Papa Doc et Baby Doc se sont appuyés sur le meurtre et la brutalité des Haïtiens pour rester au pouvoir, avec l'approbation tacite des intérêts politiques occidentaux en Haïti. En collaboration avec les Duvalier, les fabricants américains en Haïti ont veillé à ce que leurs investissements soient rentables en faisant pression pour que les salaires restent bas et que les conditions de travail restent mauvaises .

Lorsque la montée des protestations haïtiennes a mis fin au régime en 1986, Baby Doc a fui le pays. Les Duvalier s'étaient enrichis, mais Haïti restait dans l'effondrement économique et la ruine sociale .

La Constitution haïtienne de 1987 que Moïse a cherché à changer a été écrite peu de temps après pour garantir qu'Haïti ne retombe jamais dans la dictature.

Au-delà de l'utilisation par Moïse de la violence d'État pour réprimer l'opposition, les manifestants anti-Moïse avant son assassinat ont souligné une autre similitude avec l'ère Duvalier : le soutien des États-Unis.
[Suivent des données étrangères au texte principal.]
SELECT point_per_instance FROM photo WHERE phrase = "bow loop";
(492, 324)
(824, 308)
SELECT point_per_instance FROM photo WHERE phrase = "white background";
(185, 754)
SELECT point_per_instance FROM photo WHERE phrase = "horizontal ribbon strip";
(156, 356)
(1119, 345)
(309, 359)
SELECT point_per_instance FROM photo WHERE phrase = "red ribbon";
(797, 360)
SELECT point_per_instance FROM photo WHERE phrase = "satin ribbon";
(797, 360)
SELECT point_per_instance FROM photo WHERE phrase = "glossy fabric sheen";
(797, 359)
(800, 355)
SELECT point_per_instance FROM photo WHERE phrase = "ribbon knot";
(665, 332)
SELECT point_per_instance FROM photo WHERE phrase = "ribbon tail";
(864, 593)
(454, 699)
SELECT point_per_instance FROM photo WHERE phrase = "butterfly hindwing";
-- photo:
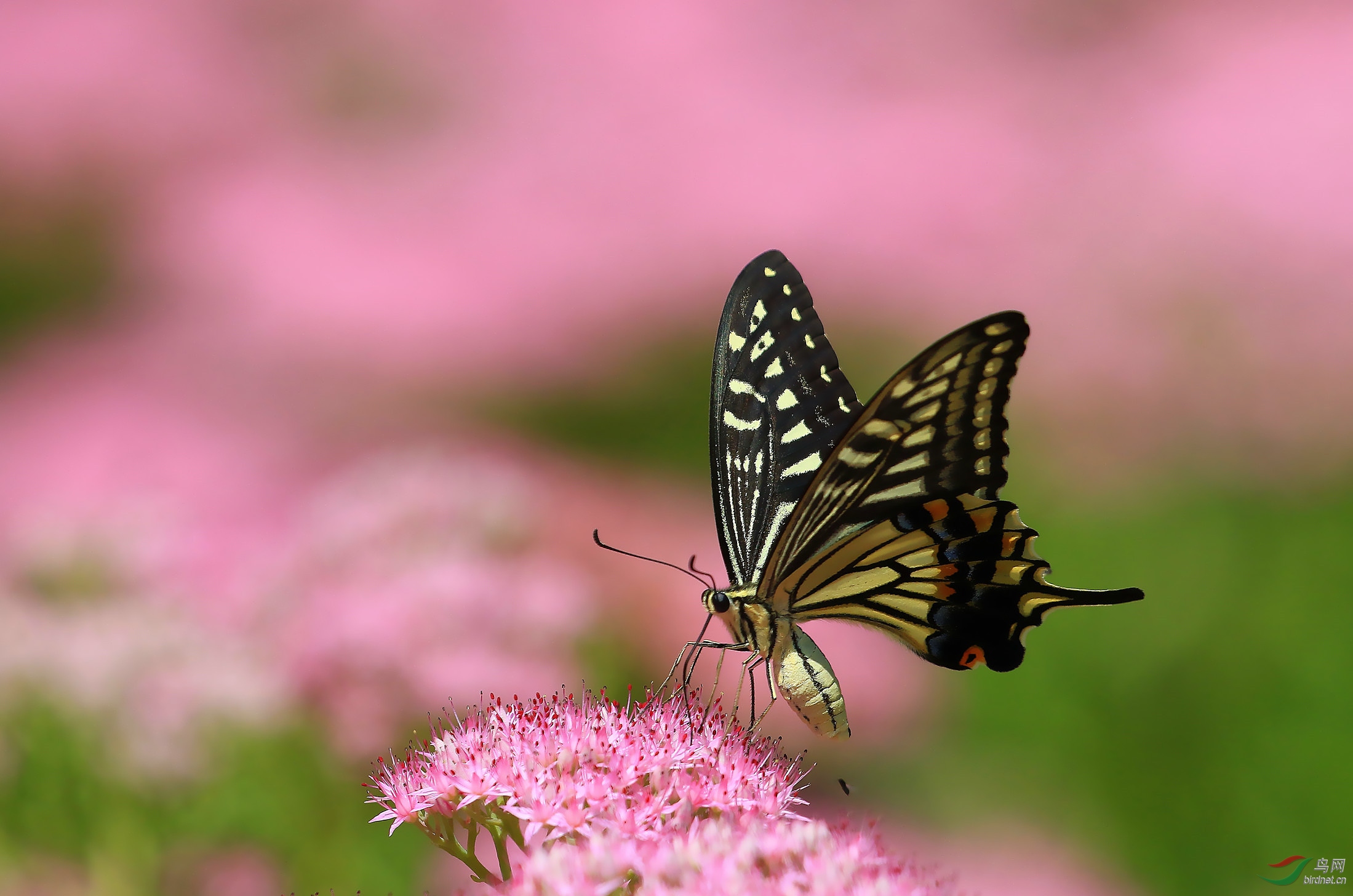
(957, 580)
(936, 428)
(778, 404)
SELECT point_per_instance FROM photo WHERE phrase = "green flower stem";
(443, 833)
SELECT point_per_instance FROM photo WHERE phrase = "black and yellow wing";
(901, 528)
(778, 405)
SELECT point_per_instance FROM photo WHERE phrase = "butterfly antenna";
(641, 557)
(690, 565)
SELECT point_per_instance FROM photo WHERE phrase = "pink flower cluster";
(572, 769)
(749, 857)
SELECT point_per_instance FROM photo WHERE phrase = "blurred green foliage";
(653, 412)
(56, 263)
(1190, 739)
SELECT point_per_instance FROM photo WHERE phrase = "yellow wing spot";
(915, 462)
(762, 344)
(904, 545)
(930, 589)
(981, 413)
(857, 459)
(903, 388)
(918, 607)
(848, 585)
(1010, 572)
(926, 413)
(797, 432)
(930, 391)
(1034, 601)
(945, 572)
(948, 367)
(920, 558)
(919, 438)
(906, 490)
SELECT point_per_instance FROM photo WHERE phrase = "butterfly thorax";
(749, 620)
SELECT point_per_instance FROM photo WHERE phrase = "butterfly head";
(716, 601)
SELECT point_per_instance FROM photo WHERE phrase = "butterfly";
(885, 514)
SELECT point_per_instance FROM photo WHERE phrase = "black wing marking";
(956, 580)
(935, 430)
(778, 404)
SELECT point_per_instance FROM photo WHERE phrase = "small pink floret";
(574, 768)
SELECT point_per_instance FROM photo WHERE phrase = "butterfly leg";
(774, 696)
(692, 650)
(738, 696)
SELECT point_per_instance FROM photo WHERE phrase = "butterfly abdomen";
(808, 682)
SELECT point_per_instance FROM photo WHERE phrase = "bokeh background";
(329, 330)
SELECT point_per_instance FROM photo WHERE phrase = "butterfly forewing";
(936, 428)
(778, 404)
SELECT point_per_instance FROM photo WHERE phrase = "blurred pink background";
(230, 496)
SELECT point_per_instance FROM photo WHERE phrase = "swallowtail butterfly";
(882, 513)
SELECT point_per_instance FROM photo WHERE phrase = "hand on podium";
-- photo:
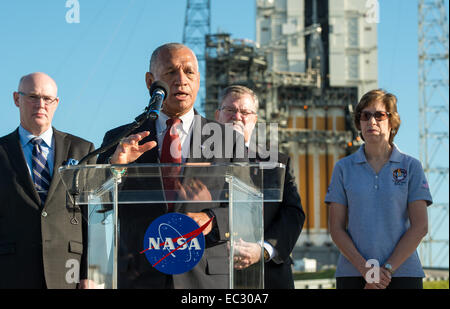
(246, 254)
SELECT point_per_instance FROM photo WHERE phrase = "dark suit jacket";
(283, 223)
(134, 270)
(35, 243)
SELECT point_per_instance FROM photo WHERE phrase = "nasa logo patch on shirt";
(399, 176)
(174, 243)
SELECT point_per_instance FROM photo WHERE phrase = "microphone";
(159, 90)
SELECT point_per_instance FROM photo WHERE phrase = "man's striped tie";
(41, 172)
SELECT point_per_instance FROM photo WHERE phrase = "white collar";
(186, 119)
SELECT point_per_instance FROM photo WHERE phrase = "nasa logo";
(174, 243)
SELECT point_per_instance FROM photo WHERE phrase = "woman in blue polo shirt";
(378, 200)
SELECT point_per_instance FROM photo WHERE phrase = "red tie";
(171, 153)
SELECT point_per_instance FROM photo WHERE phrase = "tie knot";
(172, 121)
(36, 141)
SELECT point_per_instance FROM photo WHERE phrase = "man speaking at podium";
(177, 66)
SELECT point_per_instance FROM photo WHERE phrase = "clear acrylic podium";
(122, 200)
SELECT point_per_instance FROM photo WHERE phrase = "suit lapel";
(17, 159)
(62, 145)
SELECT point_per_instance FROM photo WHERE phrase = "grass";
(324, 274)
(329, 273)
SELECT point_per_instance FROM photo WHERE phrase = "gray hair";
(238, 90)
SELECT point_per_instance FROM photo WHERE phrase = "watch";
(389, 268)
(266, 255)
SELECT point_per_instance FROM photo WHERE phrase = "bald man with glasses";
(283, 221)
(40, 232)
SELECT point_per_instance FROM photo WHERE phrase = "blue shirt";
(377, 206)
(48, 147)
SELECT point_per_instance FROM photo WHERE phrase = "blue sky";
(99, 64)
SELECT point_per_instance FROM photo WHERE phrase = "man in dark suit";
(41, 239)
(177, 66)
(283, 221)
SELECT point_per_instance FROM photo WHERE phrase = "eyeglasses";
(379, 116)
(231, 110)
(34, 98)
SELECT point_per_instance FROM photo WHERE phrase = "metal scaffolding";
(197, 24)
(433, 124)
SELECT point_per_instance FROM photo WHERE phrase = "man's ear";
(16, 98)
(149, 79)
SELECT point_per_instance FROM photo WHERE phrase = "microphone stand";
(148, 113)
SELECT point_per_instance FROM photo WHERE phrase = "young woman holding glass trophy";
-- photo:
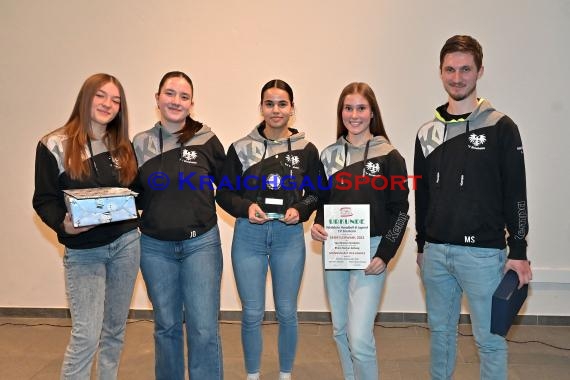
(261, 187)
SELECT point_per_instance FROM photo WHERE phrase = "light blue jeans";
(354, 299)
(447, 272)
(99, 286)
(183, 283)
(280, 247)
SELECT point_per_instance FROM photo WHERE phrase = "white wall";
(231, 48)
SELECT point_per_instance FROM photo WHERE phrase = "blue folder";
(507, 301)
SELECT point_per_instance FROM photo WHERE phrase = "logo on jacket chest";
(372, 169)
(476, 141)
(292, 161)
(189, 156)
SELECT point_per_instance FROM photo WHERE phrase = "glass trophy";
(274, 198)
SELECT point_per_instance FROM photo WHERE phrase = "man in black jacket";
(473, 188)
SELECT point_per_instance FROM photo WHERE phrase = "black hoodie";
(473, 181)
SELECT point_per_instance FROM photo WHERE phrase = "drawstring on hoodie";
(366, 148)
(441, 158)
(437, 177)
(161, 147)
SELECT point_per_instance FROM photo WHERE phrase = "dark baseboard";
(304, 316)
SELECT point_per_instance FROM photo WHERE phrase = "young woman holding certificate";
(354, 295)
(268, 230)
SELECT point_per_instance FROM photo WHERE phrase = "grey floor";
(29, 349)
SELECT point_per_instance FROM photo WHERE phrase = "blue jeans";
(183, 283)
(354, 299)
(256, 247)
(99, 284)
(447, 272)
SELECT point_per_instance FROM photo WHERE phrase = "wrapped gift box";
(89, 207)
(507, 301)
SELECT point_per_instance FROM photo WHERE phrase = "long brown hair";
(116, 139)
(463, 44)
(376, 124)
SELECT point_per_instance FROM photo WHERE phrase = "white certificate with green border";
(348, 242)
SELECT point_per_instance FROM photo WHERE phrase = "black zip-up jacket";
(473, 181)
(343, 161)
(184, 207)
(51, 179)
(254, 154)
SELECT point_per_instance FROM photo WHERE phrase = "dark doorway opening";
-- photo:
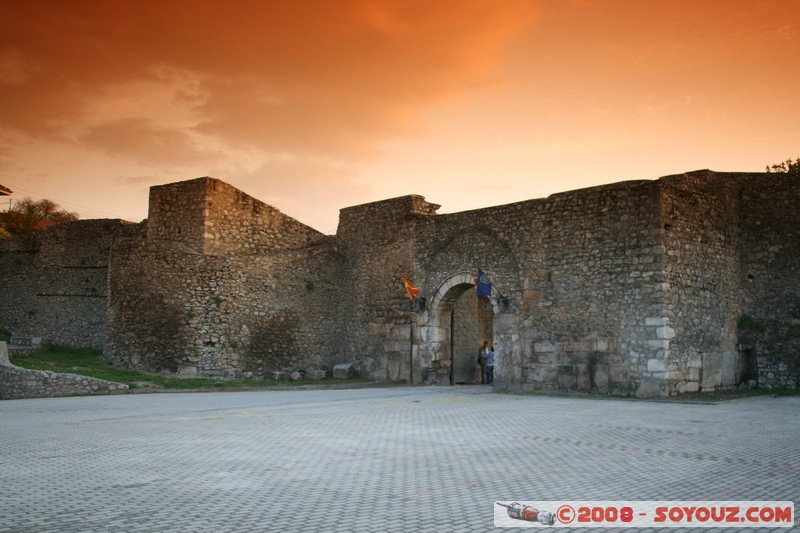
(471, 323)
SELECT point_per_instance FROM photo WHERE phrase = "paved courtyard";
(387, 459)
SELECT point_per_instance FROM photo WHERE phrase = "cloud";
(310, 78)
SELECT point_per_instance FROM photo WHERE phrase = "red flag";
(410, 289)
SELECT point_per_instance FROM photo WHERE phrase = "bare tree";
(28, 215)
(788, 167)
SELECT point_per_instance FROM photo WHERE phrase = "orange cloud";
(305, 77)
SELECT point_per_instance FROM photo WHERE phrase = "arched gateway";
(452, 330)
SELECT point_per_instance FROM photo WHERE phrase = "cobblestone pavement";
(391, 459)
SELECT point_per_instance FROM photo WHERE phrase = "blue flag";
(484, 284)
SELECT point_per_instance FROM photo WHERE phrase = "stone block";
(665, 332)
(344, 371)
(544, 347)
(315, 374)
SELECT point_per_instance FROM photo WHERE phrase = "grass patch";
(90, 363)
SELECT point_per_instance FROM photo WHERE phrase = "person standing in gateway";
(482, 354)
(490, 366)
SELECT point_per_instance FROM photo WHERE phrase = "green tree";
(788, 167)
(28, 215)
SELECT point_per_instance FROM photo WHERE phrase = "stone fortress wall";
(642, 288)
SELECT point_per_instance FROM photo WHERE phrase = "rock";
(315, 374)
(344, 371)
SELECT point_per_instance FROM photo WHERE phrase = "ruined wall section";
(769, 324)
(377, 242)
(593, 284)
(216, 218)
(55, 282)
(241, 301)
(701, 233)
(455, 246)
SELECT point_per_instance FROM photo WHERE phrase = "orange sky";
(312, 106)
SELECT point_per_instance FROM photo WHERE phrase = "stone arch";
(435, 349)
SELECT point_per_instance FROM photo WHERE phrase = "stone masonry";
(17, 383)
(641, 288)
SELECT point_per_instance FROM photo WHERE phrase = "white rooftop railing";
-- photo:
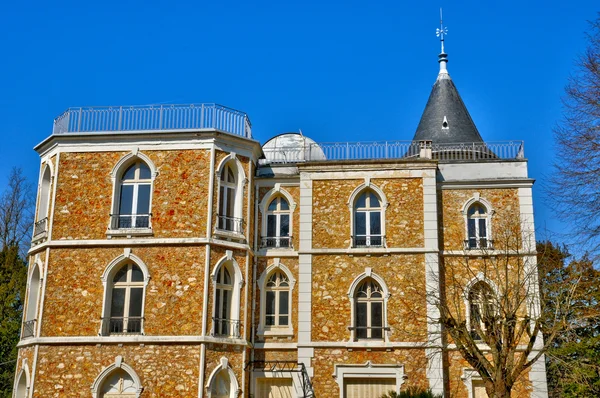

En mars, le Département d'État américain a annoncé qu'il soutenait la décision de Moïse de rester au pouvoir jusqu'en 2022 , pour donner au pays frappé par la crise le temps « d'élire ses dirigeants et de restaurer les institutions démocratiques d'Haïti ».

Cette position – qui fait écho à celle des organisations internationales dominées par l'Occident qui exercent une influence considérable en Haïti, comme l'Organisation des États américains – a soutenu ce qui restait de la légitimité de Moïse à rester président.

Les gens portent un cercueil avant les funérailles organisées par l'opposition gouvernementale à Port-au-Prince, le 16 octobre 2019, alors qu'Haïti s'enfonçait dans la crise politique et que les manifestations anti-corruption exigeant la démission de Moïse troublaient la nation caribéenne démunie.

Les Haïtiens mécontents du soutien américain continu à leur président en difficulté ont organisé de nombreuses manifestations devant l'ambassade des États-Unis à Port-au-Prince , tandis que les Haïtiens américains aux États-Unis ont manifesté devant l'ambassade d'Haïti à Washington, DC

De leur invasion et occupation militaire d'Haïti de 1915 à 1934 à leur soutien au régime Duvalier, les États-Unis ont joué un rôle majeur dans la déstabilisation d'Haïti .

Depuis le tremblement de terre dévastateur en Haïti en 2010, des organisations internationales comme les Nations Unies et des organisations à but non lucratif comme la Croix-Rouge américaine ont également eu une présence démesurée dans le pays .

Maintenant, le président impopulaire que les puissances étrangères soutenaient dans l'espoir d'atteindre une certaine stabilité politique en Haïti a été tué.

Cet article est republié à partir de The Conversation sous une licence Creative Commons. Cette version est une version mise à jour et augmentée de l'article original publié le 10 mai 2021. Vous pouvez la trouver ici .

Tamanisha J. John est titulaire d' un doctorat. candidate en relations internationales à la Florida International University (FIU) où elle étudie le développement des Caraïbes, l'impérialisme économique, l'exclusion financière et les opérations bancaires canadiennes à l'étranger.